Écrivaine en résistance

Succédant à Biz pour l’édition de cette année, Marjolaine Beauchamp n’hésite pas depuis une dizaine d’années, par l’entremise de ses écrits poétiques et théâtraux, d’aller là où ça fait mal, là où la fierté des personnes, familles et communautés en prend un coup afin de décaper le vernis qui gomme la réalité de ceux dont on parle trop peu. «Je suis révoltée contre ceux qui ont du pouvoir et qui l’utilisent à mauvais escient, affirme la slameuse dont l’indignation concède une légère avance à l’empathie. C’est facile pour moi de me mettre à la place des gens parce que je les aime profondément.»

Une écriture de l’urgence

Impliquée dans son milieu, allergique aux faux-semblants et aux exercices de style ampoulés, Marjolaine se décrit comme une écrivaine d’instinct animée par l’urgence et l’immédiat. Sa démarche d’écriture lui permet d’aborder des zones inconfortables et des sujets impopulaires.  Que ce soit en mettant en scène la détresse et la solitude des mères dans la pièce M.I.L.F. publiée aux Éditions Somme toute (J’répondais pus au téléphone, y avait le monde dehors, mon monde en d’dans, pis les deux étaient pas mélangeables) ou en réfléchissant sur le tissu social qui s’effrite (Même dans les unités néonatales/Même dans les funérailles/Il faut avoir peur avec du style – Fourrer le feu, les Éditions de l’écrou), le verbe brut de Marjolaine atteint sa cible et ouvre le dialogue avec le public.

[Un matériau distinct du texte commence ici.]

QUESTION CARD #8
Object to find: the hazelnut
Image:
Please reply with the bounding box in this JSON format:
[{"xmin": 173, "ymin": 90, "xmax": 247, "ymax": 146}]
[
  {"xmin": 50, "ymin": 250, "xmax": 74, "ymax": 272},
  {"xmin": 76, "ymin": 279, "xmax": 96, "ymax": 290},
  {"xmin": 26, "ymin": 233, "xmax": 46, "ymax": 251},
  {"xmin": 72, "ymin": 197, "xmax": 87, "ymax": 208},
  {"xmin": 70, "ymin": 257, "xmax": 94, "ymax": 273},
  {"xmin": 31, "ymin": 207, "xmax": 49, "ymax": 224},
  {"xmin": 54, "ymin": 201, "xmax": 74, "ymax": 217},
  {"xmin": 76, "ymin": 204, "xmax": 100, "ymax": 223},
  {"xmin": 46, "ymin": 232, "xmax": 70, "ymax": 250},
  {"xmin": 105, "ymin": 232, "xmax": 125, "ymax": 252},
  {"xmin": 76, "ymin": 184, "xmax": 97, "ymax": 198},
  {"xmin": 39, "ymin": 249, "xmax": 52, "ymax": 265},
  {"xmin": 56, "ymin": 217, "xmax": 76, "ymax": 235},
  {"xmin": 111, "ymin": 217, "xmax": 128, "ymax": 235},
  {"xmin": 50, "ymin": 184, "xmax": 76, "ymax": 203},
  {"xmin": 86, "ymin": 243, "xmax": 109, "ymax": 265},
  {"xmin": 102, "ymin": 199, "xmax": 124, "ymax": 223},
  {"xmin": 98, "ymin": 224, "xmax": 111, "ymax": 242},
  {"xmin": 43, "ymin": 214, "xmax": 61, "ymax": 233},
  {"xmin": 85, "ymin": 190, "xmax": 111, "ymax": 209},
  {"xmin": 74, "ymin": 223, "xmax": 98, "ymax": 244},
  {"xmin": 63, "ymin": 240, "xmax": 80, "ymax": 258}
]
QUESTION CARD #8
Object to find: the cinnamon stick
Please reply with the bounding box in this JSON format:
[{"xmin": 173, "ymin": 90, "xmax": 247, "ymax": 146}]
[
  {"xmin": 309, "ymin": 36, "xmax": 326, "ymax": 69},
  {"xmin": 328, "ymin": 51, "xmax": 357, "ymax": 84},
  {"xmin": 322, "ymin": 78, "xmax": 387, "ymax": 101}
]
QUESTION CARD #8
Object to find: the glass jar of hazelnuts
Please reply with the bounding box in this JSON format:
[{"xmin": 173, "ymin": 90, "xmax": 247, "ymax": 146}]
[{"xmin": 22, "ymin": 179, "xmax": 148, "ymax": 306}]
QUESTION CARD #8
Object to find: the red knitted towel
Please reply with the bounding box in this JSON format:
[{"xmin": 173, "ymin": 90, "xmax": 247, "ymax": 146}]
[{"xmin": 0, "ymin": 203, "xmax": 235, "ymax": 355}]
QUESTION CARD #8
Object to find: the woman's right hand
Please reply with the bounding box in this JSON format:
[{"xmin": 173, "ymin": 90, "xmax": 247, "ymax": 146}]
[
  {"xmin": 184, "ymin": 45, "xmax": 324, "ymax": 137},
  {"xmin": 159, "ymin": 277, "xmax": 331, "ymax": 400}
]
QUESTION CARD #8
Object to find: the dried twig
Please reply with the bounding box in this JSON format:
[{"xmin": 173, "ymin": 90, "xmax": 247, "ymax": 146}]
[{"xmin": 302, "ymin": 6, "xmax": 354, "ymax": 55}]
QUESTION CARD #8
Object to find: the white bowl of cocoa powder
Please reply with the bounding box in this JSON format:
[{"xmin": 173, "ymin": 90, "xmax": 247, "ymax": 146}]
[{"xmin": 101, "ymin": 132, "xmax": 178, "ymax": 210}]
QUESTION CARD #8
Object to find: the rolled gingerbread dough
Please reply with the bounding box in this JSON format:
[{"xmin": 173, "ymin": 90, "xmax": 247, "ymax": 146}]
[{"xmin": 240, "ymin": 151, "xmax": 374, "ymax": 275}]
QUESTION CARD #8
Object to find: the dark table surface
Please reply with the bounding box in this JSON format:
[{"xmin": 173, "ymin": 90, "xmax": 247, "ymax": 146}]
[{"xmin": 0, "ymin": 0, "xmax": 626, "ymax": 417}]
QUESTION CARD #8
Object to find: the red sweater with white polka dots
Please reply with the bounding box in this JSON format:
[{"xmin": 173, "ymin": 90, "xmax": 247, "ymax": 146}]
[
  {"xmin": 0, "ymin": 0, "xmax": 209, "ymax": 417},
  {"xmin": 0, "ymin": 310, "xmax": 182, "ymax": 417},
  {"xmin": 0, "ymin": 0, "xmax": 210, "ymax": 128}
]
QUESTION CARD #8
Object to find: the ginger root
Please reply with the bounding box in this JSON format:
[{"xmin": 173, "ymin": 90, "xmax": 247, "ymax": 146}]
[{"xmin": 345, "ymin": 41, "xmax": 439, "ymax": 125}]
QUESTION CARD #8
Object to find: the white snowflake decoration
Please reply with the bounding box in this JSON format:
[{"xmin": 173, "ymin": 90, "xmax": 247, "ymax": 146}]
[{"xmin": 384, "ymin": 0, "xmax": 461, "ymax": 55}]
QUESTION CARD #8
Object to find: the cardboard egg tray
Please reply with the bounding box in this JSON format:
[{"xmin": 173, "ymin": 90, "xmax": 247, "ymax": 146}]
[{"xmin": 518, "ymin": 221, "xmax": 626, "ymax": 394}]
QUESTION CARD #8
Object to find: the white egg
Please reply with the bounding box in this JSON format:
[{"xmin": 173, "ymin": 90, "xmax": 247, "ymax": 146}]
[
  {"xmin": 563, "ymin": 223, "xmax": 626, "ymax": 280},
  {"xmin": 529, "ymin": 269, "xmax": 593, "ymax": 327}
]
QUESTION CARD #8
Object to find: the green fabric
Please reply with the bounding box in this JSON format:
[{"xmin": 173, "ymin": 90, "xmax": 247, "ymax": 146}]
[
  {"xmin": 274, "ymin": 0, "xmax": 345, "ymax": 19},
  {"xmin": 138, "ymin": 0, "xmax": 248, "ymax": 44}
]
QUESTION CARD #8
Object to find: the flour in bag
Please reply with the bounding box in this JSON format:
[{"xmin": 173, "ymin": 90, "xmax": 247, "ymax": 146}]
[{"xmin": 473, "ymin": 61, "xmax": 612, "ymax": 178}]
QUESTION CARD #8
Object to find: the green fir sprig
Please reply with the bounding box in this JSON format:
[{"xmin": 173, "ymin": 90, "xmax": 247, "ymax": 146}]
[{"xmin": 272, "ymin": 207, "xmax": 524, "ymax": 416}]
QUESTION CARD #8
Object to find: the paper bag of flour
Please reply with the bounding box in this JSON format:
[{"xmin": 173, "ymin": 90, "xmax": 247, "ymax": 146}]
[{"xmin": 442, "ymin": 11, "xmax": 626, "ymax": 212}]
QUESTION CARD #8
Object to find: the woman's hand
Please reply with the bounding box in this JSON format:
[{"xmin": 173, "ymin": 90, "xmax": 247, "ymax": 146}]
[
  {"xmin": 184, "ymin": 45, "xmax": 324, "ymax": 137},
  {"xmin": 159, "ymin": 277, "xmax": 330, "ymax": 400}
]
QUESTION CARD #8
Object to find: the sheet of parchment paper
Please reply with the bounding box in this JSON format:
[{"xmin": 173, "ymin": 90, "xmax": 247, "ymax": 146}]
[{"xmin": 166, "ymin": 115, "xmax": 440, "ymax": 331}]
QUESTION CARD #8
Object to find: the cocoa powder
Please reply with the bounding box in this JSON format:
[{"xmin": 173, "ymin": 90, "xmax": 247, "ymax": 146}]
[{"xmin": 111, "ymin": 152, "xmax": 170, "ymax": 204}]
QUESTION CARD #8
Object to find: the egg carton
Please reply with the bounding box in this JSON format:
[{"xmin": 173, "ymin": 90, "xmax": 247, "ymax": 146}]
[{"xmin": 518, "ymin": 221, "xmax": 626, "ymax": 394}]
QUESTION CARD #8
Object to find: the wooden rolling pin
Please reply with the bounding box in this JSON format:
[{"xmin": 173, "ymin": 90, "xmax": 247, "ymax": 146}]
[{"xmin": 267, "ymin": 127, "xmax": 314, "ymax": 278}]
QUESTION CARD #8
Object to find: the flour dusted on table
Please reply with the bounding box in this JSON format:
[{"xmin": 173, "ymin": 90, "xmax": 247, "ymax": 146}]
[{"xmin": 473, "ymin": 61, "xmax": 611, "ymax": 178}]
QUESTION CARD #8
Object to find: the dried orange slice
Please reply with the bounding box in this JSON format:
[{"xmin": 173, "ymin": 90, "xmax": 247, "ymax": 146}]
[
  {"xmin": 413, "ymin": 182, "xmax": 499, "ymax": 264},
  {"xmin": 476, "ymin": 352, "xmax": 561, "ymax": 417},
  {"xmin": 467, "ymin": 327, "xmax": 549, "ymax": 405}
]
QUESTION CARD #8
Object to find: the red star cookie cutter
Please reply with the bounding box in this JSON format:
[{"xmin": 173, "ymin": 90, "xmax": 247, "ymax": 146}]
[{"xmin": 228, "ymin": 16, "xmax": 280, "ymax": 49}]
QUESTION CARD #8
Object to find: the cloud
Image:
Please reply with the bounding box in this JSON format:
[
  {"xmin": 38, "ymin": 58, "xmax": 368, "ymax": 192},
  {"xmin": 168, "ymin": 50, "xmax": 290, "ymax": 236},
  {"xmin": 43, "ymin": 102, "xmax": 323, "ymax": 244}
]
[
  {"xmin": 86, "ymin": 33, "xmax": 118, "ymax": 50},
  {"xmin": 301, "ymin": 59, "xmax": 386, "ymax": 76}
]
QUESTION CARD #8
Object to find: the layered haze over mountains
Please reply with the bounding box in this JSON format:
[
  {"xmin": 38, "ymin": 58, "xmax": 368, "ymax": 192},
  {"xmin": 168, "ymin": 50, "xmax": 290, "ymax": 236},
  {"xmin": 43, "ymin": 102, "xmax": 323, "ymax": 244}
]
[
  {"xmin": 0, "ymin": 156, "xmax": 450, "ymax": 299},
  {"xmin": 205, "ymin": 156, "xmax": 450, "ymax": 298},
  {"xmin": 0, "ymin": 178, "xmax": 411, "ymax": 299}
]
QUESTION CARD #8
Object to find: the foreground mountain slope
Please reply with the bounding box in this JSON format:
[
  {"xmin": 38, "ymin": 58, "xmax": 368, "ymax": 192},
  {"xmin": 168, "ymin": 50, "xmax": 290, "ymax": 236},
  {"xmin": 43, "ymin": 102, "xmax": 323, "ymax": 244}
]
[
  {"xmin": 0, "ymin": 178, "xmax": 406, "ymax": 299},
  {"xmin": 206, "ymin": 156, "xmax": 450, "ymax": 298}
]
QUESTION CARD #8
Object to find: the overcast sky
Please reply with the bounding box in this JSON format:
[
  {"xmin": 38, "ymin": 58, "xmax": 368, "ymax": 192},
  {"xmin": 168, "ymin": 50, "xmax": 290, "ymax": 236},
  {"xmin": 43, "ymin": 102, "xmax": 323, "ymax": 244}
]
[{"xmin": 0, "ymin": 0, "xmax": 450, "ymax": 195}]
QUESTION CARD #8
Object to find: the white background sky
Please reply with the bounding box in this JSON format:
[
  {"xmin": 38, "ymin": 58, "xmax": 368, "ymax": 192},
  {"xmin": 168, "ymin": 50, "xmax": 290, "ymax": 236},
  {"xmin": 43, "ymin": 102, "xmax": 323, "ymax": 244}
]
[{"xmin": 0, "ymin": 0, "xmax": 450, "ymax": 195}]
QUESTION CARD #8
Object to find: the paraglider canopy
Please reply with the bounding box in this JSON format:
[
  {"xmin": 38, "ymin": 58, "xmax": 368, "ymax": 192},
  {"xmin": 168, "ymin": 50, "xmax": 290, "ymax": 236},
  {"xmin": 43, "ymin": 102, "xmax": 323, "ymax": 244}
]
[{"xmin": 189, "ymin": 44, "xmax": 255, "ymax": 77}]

Stand-up tragique (Se lever devant le tragique)

À l’ombre des shows télés à l’heure de grande écoute, une volonté de dire avant de divertir semble prendre forme pour nommer un malaise pluriel. Les scènes marginales se multiplient et les genres littéraires osent embrasser l’époque que nous vivons. Poèmes sur Instagram, zine, vidéo poésie, hybridité des contenus, pour ne nommer que ces formes nouvelles, annoncent une effervescence qu’on n’attendait pas, selon Marjolaine Beauchamp. « La survie de n’importe quel élément culturel dépend de la génération qui suit. Les plus jeunes se décomplexent, shakent la poussière et c’est ce qui va garantir justement une génération qui réfléchit et qui prend parole », conclut la poète, mordante au grand coeur.

À l’instar de Nietzsche, qui disait que « L’artiste a le pouvoir de réveiller la force d’agir qui sommeille », nous ne pouvons que continuer à encourager la démarche de cette écrivaine qui sait si bien s’acquitter de ce rôle.

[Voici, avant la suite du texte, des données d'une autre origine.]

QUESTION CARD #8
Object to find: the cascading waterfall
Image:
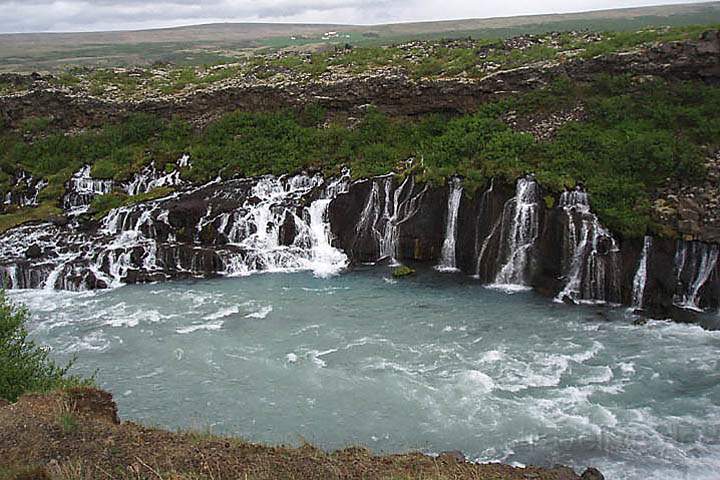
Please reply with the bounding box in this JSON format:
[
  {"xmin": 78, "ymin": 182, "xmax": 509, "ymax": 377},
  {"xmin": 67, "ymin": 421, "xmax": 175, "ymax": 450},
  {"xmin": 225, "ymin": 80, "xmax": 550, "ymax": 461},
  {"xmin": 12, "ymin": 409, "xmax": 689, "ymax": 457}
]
[
  {"xmin": 308, "ymin": 174, "xmax": 350, "ymax": 278},
  {"xmin": 630, "ymin": 236, "xmax": 652, "ymax": 310},
  {"xmin": 556, "ymin": 188, "xmax": 620, "ymax": 303},
  {"xmin": 674, "ymin": 240, "xmax": 720, "ymax": 311},
  {"xmin": 0, "ymin": 171, "xmax": 349, "ymax": 290},
  {"xmin": 356, "ymin": 174, "xmax": 428, "ymax": 266},
  {"xmin": 436, "ymin": 178, "xmax": 463, "ymax": 272},
  {"xmin": 3, "ymin": 171, "xmax": 48, "ymax": 207},
  {"xmin": 62, "ymin": 165, "xmax": 114, "ymax": 215},
  {"xmin": 493, "ymin": 176, "xmax": 541, "ymax": 290}
]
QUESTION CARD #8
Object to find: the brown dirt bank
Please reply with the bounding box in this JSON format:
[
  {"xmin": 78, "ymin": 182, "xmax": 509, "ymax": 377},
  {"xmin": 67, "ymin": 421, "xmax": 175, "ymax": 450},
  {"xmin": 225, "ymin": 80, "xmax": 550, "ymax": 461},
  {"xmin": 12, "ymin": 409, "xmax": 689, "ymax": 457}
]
[{"xmin": 0, "ymin": 389, "xmax": 602, "ymax": 480}]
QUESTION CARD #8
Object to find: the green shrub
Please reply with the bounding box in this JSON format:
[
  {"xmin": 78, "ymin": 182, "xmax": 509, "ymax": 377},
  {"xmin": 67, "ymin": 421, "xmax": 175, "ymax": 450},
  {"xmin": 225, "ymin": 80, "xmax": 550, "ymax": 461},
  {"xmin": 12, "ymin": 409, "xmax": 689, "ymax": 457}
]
[{"xmin": 0, "ymin": 291, "xmax": 92, "ymax": 402}]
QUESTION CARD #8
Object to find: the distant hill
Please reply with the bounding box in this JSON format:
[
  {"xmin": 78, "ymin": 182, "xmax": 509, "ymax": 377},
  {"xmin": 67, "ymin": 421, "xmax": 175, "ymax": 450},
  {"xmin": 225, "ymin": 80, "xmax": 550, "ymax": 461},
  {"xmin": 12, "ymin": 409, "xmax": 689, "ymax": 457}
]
[{"xmin": 0, "ymin": 2, "xmax": 720, "ymax": 72}]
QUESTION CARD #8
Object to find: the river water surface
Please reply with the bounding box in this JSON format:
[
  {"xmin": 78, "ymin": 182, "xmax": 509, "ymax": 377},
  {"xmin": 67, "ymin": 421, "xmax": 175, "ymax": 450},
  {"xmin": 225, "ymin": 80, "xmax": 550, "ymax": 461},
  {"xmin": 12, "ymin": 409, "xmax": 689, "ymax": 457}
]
[{"xmin": 10, "ymin": 267, "xmax": 720, "ymax": 479}]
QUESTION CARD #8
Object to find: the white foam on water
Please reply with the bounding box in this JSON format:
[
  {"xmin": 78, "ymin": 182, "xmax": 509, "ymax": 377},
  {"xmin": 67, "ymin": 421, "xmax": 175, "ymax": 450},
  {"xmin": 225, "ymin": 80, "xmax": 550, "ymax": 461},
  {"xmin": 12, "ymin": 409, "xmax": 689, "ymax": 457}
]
[
  {"xmin": 245, "ymin": 305, "xmax": 273, "ymax": 319},
  {"xmin": 175, "ymin": 320, "xmax": 225, "ymax": 334},
  {"xmin": 203, "ymin": 306, "xmax": 240, "ymax": 320}
]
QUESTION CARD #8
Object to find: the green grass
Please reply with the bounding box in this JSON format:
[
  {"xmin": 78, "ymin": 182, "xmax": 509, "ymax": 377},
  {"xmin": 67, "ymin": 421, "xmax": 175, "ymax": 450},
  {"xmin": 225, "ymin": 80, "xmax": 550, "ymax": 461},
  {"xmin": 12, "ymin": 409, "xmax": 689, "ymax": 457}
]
[
  {"xmin": 0, "ymin": 74, "xmax": 720, "ymax": 237},
  {"xmin": 0, "ymin": 291, "xmax": 92, "ymax": 402},
  {"xmin": 90, "ymin": 187, "xmax": 174, "ymax": 220},
  {"xmin": 0, "ymin": 201, "xmax": 62, "ymax": 233}
]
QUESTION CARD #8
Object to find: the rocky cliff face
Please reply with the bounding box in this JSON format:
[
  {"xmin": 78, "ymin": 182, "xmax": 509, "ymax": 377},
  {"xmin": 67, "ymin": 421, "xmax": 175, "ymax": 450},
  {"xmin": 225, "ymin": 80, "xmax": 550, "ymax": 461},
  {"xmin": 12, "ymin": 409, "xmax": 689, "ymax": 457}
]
[
  {"xmin": 0, "ymin": 171, "xmax": 720, "ymax": 320},
  {"xmin": 329, "ymin": 177, "xmax": 720, "ymax": 320}
]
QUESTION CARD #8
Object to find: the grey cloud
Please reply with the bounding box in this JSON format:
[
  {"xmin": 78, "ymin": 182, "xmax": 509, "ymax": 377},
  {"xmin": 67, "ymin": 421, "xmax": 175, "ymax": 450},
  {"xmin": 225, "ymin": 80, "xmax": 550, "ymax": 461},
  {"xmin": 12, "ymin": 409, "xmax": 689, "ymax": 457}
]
[{"xmin": 0, "ymin": 0, "xmax": 712, "ymax": 32}]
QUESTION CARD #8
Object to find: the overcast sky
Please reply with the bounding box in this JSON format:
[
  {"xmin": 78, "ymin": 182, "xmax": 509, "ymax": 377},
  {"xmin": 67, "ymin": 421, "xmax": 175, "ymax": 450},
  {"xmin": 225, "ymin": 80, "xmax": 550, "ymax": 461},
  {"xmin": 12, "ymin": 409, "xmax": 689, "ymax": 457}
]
[{"xmin": 0, "ymin": 0, "xmax": 712, "ymax": 33}]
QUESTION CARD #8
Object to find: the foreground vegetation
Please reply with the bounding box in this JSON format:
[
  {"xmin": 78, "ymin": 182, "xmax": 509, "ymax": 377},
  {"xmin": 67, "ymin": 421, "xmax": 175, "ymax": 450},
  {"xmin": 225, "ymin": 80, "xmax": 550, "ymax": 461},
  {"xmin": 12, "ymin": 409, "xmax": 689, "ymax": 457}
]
[
  {"xmin": 0, "ymin": 291, "xmax": 92, "ymax": 402},
  {"xmin": 0, "ymin": 388, "xmax": 601, "ymax": 480},
  {"xmin": 0, "ymin": 73, "xmax": 720, "ymax": 236}
]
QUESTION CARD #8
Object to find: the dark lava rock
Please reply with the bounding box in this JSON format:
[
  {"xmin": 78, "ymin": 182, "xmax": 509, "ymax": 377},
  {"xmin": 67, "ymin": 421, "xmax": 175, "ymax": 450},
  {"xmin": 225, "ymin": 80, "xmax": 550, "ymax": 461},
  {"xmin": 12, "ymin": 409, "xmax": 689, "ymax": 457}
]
[{"xmin": 580, "ymin": 467, "xmax": 605, "ymax": 480}]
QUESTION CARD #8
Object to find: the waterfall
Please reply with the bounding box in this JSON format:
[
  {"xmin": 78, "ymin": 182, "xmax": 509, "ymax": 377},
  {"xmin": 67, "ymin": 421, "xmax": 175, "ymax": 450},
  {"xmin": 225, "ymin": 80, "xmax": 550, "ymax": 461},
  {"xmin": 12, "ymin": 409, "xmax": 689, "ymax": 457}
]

Pour l’encart : Après avoir remporté l’argent à la coupe du monde de slam en France, publié deux recueils aux Éditions de l’écrou, fait des incursions au théâtre où elle écrit et joue, assuré les premières parties de Richard Desjardins lors de la tournée L’Existoire en plus d’avoir mené divers autres projets, Marjolaine Beauchamp ne cesse de s’imposer comme l’une des plumes les plus lucides et les plus mordantes de sa génération.

Complément d’article sous forme de considérations libres

Le lendemain où nous apprenions la présence de Marjolaine Beauchamp au Salon du livre de Trois-Rivières, nous étions tous happés par son cri du coeur lancé sur les réseaux sociaux évoquant deux effondrements parallèles simultanés : celui de notre système d’éducation et son encadrement, dont nous constatons de jour en jour les ratés, et celui de la relation entre la slameuse et son fils, bousculée par les incongruités dudit système.

« Faire fitter un carré dans un cercle », critique Marjolaine fort à propos dans son texte pour illustrer la situation qu’elle traverse avec son fils, si complexe à circonscrire à l’ombre des aléas d’un « … système de performance, d’accomplissement, de mérite (…) comptable, mercantile, individualiste, intolérant ».

« Je crois au principe de l’institution, m’affirme-t-elle en entrevue, mais pas ce qu’il devient. Les orientations de ces institutions ne doivent pas être économiques. La priorité se doit d’être l’adaptation aux besoins de l’enfant. Pour qu’ultimement il puisse apprendre dans le meilleur de leur potentiel. Qu’on adapte nos interactions sur le fait qu’il n’y a pas qu’un format d’humain et qu’on ne soit pas que des statistiques ».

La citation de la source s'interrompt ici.